Course management is not only pulling the 3 wood out on a few short par-4’s, it’s being able to make responsible decisions throughout the entire round in order to help you shoot the lowest score possible.

 Many golfers look too far for ways to improve their score while the decisions they make on the course could be a big part of this improvement. Here are a few mistakes that most golfers tend to do and that affects their score:

    1) Going for a Par-5 in two:

 Some par-5’s can be attacked without too much risk, they are wide and don’t include many obstacles. However, most of them are designed specially to trick golfers into going for them in two. They often have bunkers or a hazard placed exactly within the carry range of most golfer (20-30 yards short of the green all the way to the front of the green). Think you can carry it all the way there? Chances are you can’t. Course designers are very good at making the hazard or bunker deceptive and make you believe you can actually get it there.

 What’s the smart play?

 If we had you play the hole 100 times within which you had to lay up 50 times and go for it 50 times, which option would have you shoot the lowest score? No doubt laying up. First of all, you take the big number out of play by hitting a 4-7 iron to a 30-yard wide fairway and leaving yourself a comfortable yardage into the green. How often are you going to completely miss the green or even lose a ball on a 100-yard shot? Not often. On top of that, by laying-up to a perfect number, you give yourself a chance to attack the flag and actually have very good odds of making birdie.

    2)  Going for that gap through the trees:

 How many times have you gone for the little window through the trees because you thought you could pull the shot off? This decision is totally a question of percentages. What are the odds of you pulling off this shot? You know you can do it, but you also know you can put yourself in big trouble if you end up missing your line but just a few inches.

 What’s the smart play?

 Just chip it out. Again, you take the big number out of play by getting the ball back into position. Instead of hitting 3 from even deeper in the woods, you actually give yourself a chance to save par or at worse make sure you get your bogie. The important thing is to put the fact that you missed your tee shot behind you and focus on how to recover from it.
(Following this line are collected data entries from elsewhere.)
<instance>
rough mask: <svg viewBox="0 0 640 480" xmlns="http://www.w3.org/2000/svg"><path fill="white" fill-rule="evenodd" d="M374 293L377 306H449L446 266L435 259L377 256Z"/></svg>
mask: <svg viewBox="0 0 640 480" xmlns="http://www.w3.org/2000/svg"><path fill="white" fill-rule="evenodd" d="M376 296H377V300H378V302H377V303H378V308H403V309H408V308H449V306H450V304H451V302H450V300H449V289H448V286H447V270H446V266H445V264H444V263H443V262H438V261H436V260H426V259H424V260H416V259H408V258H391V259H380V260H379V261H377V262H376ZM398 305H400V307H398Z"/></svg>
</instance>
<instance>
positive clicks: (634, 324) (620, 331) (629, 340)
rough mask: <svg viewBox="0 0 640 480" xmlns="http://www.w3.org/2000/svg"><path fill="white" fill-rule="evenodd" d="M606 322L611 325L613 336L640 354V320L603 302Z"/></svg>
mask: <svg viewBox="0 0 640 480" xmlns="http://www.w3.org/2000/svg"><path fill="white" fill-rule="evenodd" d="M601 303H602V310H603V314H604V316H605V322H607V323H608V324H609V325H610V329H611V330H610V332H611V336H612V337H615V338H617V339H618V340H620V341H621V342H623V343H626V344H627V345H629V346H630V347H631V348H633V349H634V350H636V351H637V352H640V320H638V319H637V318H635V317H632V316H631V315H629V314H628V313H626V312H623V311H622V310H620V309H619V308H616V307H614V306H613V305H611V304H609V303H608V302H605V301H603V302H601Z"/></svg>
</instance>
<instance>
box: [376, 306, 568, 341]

      3)  Always pull out the Driver:

This is probably the most common mistake made by golfers around the world. You see par-4 or par-5 on the scorecard and consequently your mind tells you to grab the big stick. Often, you do need to pull the driver but there are plenty of holes out there that demand precision over distance and you need to be able to notice when that’s the case.

 What’s the smart play?

 Take the time to evaluate where you need to hit it based on many details; hole location, obstacles near the fairway, distance to the green. Once you’ve put the finger on what distance and direction you need to hit, it’s a lot easier to figure out what club to pull out. If you can hit a driver, hit it. If you need to hit the ball a certain distance, train yourself to leave the head cover on that 460 cc head and grab the club that’s the most likely to help you play the hole in fewer strokes. You’ll be glad you did.

 The takeaway

 Course management is developed overtime. It requires incredible discipline and concentration but once you’ve mastered it, you’ll notice impressive confidence and improvement in every aspect of your game.